This pipeline can perform species detection and phylogeny analysis of Heptatits A virus (HAV). Illumina paired-end sequencing data are required for the pipeline. The phylogenetic relationship is built based on SNP sequences. 17 HAV samples from NCBI are used as references to analyze phylogenetic relationship of the test samples.
Nextflow is needed. The details of installation can be found at https://github.com/nextflow-io/nextflow. For HiPerGator users, its installation is not needed.
Singularity/APPTAINER is needed. The details of installation can be found at https://singularity-tutorial.github.io/01-installation/. For HiPerGator users, its installation is not needed.
SLURM is needed. For HiPerGator users, its installation is not needed.
Python3 is needed. The packages "pandas" and "biopython" should be installed by pip3 install pandas/biopython if not included in your python3.
The Kraken2 database PlusPF is needed. For HiPerGator users, downloading is not needed. It has been downloaded and configured in the pipeline.

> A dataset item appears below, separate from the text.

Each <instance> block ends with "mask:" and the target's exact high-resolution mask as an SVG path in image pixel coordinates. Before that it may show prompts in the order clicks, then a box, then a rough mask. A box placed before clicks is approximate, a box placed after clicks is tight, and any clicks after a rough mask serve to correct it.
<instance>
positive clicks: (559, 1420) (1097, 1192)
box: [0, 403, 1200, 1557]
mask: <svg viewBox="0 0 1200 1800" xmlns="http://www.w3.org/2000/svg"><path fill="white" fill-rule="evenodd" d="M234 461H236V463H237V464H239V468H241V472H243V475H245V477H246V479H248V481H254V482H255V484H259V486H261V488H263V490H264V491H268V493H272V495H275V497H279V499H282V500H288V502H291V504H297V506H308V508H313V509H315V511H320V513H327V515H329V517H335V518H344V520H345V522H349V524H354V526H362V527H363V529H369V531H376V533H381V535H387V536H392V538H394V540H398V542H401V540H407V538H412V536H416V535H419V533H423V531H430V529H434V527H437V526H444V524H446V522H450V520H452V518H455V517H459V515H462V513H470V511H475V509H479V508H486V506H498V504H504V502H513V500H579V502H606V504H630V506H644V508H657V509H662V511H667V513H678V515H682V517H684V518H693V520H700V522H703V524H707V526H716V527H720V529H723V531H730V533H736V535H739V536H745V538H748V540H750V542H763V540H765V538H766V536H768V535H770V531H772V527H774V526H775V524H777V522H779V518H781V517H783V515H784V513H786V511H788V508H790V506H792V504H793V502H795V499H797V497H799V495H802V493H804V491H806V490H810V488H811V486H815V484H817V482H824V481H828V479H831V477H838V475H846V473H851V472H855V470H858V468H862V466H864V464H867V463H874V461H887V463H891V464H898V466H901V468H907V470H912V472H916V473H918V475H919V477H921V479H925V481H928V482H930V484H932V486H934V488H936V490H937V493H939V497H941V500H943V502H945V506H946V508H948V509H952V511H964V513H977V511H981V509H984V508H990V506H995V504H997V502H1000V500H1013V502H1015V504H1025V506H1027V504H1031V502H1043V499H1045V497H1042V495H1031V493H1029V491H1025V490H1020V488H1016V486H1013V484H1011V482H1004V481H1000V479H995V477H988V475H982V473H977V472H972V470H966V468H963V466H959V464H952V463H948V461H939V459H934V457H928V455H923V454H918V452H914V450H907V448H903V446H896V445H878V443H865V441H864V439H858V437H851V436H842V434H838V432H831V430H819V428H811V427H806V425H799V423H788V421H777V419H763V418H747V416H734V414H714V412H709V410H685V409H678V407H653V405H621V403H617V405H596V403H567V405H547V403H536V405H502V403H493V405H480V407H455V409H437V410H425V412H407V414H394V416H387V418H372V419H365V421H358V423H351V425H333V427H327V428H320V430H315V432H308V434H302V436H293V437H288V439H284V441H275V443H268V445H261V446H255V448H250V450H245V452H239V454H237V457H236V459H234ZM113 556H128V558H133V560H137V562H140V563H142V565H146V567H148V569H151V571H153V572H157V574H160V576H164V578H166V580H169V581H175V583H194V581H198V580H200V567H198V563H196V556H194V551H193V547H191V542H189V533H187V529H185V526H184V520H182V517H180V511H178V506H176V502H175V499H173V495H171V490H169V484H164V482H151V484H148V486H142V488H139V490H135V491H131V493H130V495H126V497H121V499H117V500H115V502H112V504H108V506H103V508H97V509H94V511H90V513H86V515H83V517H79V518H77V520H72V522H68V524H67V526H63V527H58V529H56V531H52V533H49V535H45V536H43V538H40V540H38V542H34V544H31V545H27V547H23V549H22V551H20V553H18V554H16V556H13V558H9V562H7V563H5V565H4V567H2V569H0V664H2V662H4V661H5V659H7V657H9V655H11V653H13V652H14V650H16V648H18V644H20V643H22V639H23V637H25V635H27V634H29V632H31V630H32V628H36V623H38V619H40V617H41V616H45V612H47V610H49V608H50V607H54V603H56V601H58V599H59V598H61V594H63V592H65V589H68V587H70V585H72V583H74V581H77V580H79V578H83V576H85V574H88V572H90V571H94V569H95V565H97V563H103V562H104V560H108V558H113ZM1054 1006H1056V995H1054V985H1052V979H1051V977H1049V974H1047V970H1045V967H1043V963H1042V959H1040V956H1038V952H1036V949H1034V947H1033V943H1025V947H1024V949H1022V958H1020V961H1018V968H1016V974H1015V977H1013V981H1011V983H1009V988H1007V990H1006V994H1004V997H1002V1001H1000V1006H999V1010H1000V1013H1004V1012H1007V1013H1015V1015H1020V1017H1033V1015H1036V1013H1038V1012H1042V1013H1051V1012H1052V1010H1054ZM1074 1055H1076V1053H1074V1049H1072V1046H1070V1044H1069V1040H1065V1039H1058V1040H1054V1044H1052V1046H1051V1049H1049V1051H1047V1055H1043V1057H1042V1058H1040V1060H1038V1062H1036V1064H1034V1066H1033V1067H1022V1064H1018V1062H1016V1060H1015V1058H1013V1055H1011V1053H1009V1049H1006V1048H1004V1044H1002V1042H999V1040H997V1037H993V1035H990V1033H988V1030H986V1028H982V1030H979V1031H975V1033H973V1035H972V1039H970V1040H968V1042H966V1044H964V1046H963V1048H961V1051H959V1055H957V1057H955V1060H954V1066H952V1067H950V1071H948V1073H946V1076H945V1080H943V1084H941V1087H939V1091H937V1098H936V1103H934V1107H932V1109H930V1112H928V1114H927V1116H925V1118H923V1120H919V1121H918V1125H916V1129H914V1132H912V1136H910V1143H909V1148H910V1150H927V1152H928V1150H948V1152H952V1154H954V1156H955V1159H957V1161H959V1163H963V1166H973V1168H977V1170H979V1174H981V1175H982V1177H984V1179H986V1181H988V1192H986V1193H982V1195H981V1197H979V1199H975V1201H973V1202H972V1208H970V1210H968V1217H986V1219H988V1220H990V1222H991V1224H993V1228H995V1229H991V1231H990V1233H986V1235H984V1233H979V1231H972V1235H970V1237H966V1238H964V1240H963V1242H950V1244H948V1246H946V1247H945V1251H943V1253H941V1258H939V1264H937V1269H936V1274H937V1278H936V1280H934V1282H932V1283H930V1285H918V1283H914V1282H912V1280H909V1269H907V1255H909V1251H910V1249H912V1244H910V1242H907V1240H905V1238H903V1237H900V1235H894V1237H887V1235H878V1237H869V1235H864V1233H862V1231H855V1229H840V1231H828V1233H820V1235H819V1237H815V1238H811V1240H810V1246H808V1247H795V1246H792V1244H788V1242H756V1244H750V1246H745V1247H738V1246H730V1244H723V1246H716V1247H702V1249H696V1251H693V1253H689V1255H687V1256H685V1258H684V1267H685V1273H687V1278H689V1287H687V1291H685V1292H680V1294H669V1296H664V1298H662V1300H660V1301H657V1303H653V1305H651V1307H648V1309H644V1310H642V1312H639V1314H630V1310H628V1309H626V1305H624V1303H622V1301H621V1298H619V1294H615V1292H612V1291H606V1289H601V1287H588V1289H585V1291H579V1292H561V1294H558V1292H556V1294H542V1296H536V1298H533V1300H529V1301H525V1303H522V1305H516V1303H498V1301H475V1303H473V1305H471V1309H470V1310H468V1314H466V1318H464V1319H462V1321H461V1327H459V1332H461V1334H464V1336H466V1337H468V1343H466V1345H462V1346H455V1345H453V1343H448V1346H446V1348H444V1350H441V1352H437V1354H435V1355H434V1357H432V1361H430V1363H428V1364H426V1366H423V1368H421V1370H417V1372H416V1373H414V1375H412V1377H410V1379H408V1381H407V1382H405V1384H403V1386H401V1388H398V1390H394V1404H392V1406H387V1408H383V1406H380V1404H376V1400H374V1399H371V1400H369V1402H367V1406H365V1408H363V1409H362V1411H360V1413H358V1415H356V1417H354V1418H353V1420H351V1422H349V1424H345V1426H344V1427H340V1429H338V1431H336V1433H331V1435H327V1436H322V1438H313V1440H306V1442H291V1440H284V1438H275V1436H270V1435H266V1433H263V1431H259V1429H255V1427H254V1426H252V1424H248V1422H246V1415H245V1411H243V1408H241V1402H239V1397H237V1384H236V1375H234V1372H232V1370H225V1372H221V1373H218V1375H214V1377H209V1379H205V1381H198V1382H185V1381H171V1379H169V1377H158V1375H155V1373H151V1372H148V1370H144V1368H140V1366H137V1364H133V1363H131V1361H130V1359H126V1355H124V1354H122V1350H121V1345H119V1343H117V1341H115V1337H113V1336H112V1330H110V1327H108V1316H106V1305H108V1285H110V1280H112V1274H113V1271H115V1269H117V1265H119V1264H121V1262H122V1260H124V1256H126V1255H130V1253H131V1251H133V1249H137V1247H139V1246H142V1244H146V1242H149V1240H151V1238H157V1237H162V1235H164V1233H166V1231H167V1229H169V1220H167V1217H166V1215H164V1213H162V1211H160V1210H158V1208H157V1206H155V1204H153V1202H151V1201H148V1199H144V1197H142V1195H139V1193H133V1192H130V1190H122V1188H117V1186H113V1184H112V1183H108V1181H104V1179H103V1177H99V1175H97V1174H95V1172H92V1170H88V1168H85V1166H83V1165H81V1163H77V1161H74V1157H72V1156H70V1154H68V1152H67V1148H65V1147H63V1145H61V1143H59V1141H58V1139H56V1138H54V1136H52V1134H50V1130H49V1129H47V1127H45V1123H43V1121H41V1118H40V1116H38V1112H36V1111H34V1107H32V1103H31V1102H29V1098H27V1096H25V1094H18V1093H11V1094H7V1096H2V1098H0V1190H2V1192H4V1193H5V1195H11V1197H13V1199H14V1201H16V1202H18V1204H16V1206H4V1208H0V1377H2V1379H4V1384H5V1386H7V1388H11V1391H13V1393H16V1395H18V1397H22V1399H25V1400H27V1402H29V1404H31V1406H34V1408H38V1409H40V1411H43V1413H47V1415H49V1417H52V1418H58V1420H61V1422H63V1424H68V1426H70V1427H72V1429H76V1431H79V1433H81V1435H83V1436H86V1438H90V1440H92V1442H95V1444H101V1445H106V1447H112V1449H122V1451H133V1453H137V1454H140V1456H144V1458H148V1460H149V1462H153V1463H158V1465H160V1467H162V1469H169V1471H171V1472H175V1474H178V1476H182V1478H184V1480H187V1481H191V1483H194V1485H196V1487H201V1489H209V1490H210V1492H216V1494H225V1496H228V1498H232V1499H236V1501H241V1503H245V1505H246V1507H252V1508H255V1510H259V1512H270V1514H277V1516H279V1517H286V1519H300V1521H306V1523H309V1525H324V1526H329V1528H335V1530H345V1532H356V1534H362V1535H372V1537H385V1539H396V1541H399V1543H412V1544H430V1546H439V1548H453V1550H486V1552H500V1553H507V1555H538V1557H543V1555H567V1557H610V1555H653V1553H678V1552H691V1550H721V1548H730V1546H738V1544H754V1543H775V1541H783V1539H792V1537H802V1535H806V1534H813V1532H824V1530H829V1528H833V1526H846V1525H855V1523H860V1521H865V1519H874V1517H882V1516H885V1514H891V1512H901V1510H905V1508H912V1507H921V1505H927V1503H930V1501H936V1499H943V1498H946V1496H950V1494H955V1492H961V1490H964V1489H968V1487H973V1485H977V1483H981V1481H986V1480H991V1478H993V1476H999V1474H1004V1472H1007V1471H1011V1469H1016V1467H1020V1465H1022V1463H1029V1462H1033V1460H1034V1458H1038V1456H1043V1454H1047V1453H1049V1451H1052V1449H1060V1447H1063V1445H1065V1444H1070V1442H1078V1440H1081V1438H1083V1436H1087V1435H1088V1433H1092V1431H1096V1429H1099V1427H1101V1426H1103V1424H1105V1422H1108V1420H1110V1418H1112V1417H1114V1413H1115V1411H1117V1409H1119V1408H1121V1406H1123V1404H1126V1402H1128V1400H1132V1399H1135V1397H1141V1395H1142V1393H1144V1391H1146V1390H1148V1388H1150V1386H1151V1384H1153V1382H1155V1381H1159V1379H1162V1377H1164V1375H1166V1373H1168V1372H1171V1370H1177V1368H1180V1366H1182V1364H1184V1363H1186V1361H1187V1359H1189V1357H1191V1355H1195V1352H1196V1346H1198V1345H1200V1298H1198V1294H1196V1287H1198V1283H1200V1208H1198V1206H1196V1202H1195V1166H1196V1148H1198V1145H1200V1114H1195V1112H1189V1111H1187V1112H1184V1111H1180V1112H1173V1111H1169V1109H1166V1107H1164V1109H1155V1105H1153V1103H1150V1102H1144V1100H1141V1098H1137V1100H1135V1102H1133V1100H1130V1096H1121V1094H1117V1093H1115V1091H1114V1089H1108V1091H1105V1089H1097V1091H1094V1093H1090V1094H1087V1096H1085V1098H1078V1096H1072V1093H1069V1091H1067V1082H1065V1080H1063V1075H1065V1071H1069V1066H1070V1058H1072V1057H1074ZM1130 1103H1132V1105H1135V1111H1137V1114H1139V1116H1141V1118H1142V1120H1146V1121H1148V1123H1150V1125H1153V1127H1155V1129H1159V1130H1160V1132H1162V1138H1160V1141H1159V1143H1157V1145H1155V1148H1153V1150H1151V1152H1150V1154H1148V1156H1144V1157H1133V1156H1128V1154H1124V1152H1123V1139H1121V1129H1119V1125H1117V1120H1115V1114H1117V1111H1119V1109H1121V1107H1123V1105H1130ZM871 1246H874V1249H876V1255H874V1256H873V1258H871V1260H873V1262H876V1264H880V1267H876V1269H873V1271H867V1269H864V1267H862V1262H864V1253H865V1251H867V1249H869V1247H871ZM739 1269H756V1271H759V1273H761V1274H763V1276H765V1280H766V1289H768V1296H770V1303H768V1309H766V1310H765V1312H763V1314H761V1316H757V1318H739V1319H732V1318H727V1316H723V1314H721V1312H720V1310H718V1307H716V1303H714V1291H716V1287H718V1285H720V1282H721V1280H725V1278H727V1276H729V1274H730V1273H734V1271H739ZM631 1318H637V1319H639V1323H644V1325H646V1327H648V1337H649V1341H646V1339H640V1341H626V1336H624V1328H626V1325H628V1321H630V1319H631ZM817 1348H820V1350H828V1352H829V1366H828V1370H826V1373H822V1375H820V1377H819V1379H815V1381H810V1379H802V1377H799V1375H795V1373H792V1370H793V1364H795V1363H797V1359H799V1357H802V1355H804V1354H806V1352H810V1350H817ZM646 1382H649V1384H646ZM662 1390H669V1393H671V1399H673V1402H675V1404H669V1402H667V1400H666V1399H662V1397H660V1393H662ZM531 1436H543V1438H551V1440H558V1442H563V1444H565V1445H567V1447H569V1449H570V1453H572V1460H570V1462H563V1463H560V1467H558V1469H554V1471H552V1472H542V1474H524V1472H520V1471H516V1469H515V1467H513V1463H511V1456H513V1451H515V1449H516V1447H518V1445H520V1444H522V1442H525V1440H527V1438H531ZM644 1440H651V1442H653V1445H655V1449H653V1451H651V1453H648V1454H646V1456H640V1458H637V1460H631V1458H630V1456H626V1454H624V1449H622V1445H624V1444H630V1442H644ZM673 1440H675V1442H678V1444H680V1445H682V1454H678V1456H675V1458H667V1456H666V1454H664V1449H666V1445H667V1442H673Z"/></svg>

%%{ init: { 'gitGraph': { 'mainBranchName': 'Daytona_HAV' } } }%%
%%{init: { 'themeVariables': { 'commitLabelFontSize': '20px' } } }%%
%%{init: { 'themeVariables': { 'fontSize': '24px' } } }%%
gitGraph
commit id: "QC"
branch QC
checkout QC
commit id: "Fastqc"
commit id: "Trimmomatic"
commit id: "bbtools"
commit id: "multiqc"
checkout Daytona_HAV
merge QC
commit id: "SNP calling"
branch SNP_calling
checkout SNP_calling
commit id: "bwa"
commit id: "samtools"
commit id: "ivar"
checkout Daytona_HAV
merge SNP_calling
commit id: "Consensus"
branch Consensus
checkout Consensus
commit id: "extract_kraken_reads"
commit id:"bwa for extract reads"
commit id:"samtools for extract reads"
commit id:"ivar for extract reads"
checkout Daytona_HAV
merge Consensus
commit id: "phylogeny"
branch Phylogeny
checkout Phylogeny
commit id: "mafft with 17 references"
commit id: "snp-sites with 17 references"
commit id: "iqtree with 17 references"
commit id: "phytreeviz with 17 references"
checkout Daytona_HAV
merge Phylogeny
conda create -n HAV -c conda-forge python=3.10conda activate HAV- Put your data files into the directory /fastqs/hav/. Your data file's name should look like "XZA22002292_1.fastq.gz", "XZA22002292_2.fastq.gz". You may use the script rename.sh to rename your data files.
Note: Do not place fastq data in any location other than the fastq/hav/ directory within the Daytona_HAV pipeline folder. Placing data in other locations will cause program errors.
-
Open the file "params_hcv.yaml", and set the parameters absolute paths. They should be ".../.../fastqs/hav", ".../.../output", etc.
-
Get into the top directory of the pipeline and then run the following command.
sbatch Daytona_HAV.sh # generate phylogenetic tree| sampleID | species/tax_ID/percent(%)/number | ... |
|---|---|---|
| xxx25002686_S1 | Hepatitis A/12092/93.58/123349 | ... |
The second column of the above table indicates that 123349 reads 93.58%) in the sample (xxx25002686_S1) are identified as HAV species.
| REGION | POS | REF | ALT | ... | PVAL | PASS | ... |
|---|---|---|---|---|---|---|---|
| NC_001489.1 | 2895 | T | G | ... | 0.526316 | FALSE | ... |
| NC_001489.1 | 2927 | T | C | ... | 0 | TRUE | ... |
Note: PASS is the result of p-value <= 0.05. If a SNP's PASS value is FALSE, it fails to pass the quality check.
For the phylogenetic tree, the test samples will be compared with 17 HAV references. The phylogenetic bootstrap test with 1,000 replicate datasets will be performed to assess the statistical support for nodes (branches) on the phylogenetic tree.
To detect a test sample's HAV genotype, a possible approach is to add HAV samples with known genotypes as positive controls and construct a phylogenetic tree together with the test samples.
Test data can be found in /blue/bphl-florida/share/Daytona_HAV_test_sample. To use them, please copy them to the directory .../fastqs/hav/.
Also, the results of these test data can be found in in /blue/bphl-florida/share/Daytona_HAV_test_sample/output-20251009215948.
If you want to report bugs, suggest enhancements, discuss ideas related to the project, please use the repository's "Issues" tab in GitHub.
If you want to get email notification when the pipeline running ends, please input your email address in the line "#SBATCH --mail-user=" of Daytona_HAV.sh.